My first cup of really fresh, unique, and delicious coffee was a French roast blend brewed in a French press, (oui, oui). That distinctive dark, bittersweet, slightly charred taste served as my benchmark for all that was good and right in a cup of coffee. After a while, I came to realize most good French roast coffee tastes dark, bittersweet, and slightly charred. Dark roasted coffee is like comfort food - it is good, simple, and predictable.
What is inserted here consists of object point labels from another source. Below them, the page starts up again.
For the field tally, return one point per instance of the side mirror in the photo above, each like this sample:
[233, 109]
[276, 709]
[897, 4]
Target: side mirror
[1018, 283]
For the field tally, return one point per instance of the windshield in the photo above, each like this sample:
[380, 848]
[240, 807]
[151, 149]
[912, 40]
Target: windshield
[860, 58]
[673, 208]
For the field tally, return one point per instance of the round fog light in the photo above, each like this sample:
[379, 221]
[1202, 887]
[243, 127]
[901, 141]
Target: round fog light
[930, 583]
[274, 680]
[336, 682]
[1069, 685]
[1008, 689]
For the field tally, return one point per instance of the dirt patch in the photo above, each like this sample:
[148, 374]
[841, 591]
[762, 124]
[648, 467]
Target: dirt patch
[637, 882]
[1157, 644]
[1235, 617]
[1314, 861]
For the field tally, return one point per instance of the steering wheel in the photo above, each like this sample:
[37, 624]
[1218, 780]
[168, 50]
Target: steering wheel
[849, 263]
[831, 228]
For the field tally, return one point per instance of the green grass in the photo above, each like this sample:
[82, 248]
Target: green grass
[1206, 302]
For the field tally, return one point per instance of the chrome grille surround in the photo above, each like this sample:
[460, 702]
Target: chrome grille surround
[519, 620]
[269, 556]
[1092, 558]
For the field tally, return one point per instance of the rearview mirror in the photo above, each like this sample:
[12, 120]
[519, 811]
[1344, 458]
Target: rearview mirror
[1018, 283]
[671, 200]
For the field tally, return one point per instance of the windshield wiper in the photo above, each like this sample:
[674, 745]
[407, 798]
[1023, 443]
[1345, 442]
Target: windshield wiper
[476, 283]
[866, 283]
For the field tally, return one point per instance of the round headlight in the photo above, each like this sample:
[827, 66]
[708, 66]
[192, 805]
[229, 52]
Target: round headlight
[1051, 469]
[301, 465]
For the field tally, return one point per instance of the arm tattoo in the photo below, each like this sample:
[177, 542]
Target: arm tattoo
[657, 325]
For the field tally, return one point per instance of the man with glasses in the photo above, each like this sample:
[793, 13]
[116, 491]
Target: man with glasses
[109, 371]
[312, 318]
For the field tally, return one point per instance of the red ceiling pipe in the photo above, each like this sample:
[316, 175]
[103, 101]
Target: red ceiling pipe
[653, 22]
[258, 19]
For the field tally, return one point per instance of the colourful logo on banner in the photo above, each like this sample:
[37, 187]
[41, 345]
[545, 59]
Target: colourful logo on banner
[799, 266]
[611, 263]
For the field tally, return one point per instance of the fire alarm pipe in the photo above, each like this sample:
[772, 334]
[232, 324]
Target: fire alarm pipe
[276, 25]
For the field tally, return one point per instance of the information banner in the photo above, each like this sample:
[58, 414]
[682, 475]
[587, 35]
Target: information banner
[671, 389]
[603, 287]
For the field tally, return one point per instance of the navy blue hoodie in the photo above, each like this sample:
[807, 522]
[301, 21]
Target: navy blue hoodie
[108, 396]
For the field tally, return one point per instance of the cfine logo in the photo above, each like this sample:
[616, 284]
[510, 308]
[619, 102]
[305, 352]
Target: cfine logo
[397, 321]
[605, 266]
One day I decided I had settled on what was comfortable long enough. I boldly filled the bag provided by my grocer with four ounces of his best Moka Java beans. The description below this exotic name promised a delicious blend of light and bright and dark, full bodied coffee. The result in the cup was eye opening. I started learning about coffee trying to find out what was going on with this blend.
My quest landed me in East Africa - in spirit at least. I took a leap of faith the next time I pushed my shopping cart past the bean bin and filled my bag with four ounces of Kenya AA - light roast - along with another sample of the Moka Java. I hurried past the French roast, pretending I did not see those dark, oily, and oh so comforting beans. The Kenya AA was more than eye opening - this was a true revelation! I actually tasted the dark currant and chocolate notes in the finish! Coffee suddenly became exotic and exciting.
From these humble beans the seed was planted that grew into my current coffee obsession. Light and medium roast coffee highlighting the uniqueness of the bean rewards those who are willing to move out of their comfort zone and into the light (roast, that is...) Ethiopian? Sure - I'm in. Is it natural or washed? It *does* matter. Rwanda anyone? How about Tanzanian or Burundian, or Costa Rican, or Bolivian, or Brazilian, or Colombian, or Sumatran? The list of good coffee - single estate or micro-lot - is huge with a multitude of roasters offering this large variety to feed my need.
Thanks to ROASTe, I don't stop by my grocer's bean bin very often, but sometimes nostalgia hits me and I lift the lid on the French roast bean bin and - for old time's sake - stop and smell the coffee.